CHICAGO, IL— Combination androgen blockade with enzalutamide plus androgen biosynthesis inhibition with abiraterone acetate (AA) is safe for men with bone-metastatic castration resistant prostate cancer (mCRPC), according to findings from a safety and pharmacokinetic study presented at the 2014 American Society of Clinical Oncology (ASCO) Annual Meeting.
The combination “has a favorable safety profile, without clinically meaningful PK DDI [pharmacokinetic drug-drug interactions],” reported lead study author Eleni Efstathiou, MD, and coauthors at the Alexandra General Hospital of Athens, in Greece. “No unexpected side effects were observed and there was no evidence of clinically meaningful drug-drug interaction. …This combination can be developed safely and limiting pharmacokinetic interactions are not anticipated”

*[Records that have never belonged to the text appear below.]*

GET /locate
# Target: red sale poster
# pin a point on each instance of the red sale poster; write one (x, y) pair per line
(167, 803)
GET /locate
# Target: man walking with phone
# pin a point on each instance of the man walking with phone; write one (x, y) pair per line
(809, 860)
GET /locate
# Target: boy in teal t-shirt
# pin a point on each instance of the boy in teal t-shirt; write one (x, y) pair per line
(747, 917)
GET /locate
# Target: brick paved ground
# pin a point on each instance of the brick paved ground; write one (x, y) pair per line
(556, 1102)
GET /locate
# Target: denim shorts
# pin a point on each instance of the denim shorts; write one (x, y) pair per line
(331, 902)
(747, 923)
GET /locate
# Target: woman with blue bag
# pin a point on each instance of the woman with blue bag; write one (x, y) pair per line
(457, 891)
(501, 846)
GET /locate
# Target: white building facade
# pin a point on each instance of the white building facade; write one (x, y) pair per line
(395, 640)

“Feedback mechanisms observed by either agent are dissipated,” Dr. Efstathiou reported. “These promising findings are indicative of more efficacious androgen signaling inhibition in men with mCRPC.”
A total of 60 study participants were treated with enzalutamide (160 mg once daily) and AA (1 g once daily) plus prednisone (5 mg daily). Of these participants, 13% had prior chemotherapy, which a post-hoc analysis found to be associated with less benefit from this combination treatment, Dr. Efstathiou noted.
“There were no drug-related deaths,” Dr. Efstathiou said. “There were no new safety concerns.”
A total of 11 patients (18%) discontinued the combination treatment within 4 months, because of disease progression. These patients were deemed to have primary resistance, as evidenced by a lack of PSA decline.
No grade 4 adverse events (AEs) were reported. Grade 3 treatment-related AEs included alanine transaminase increase (six patients), hypertension (eight patients), alkaline phosphatase rise (four patients), arthralgia (three patients), and bone pain (two patients).
AA exhibited no clinically-relevant impact on enzalutamide pharmacokinetics, Dr. Efstathiou said.
- Efstathiou E, Titus MA, Wen S et al. Abstract 5000. Presented at: 2014 American Society of Clinical Oncology (ASCO) Annual Meeting; May 30-June 3, 2014; Chicago, IL.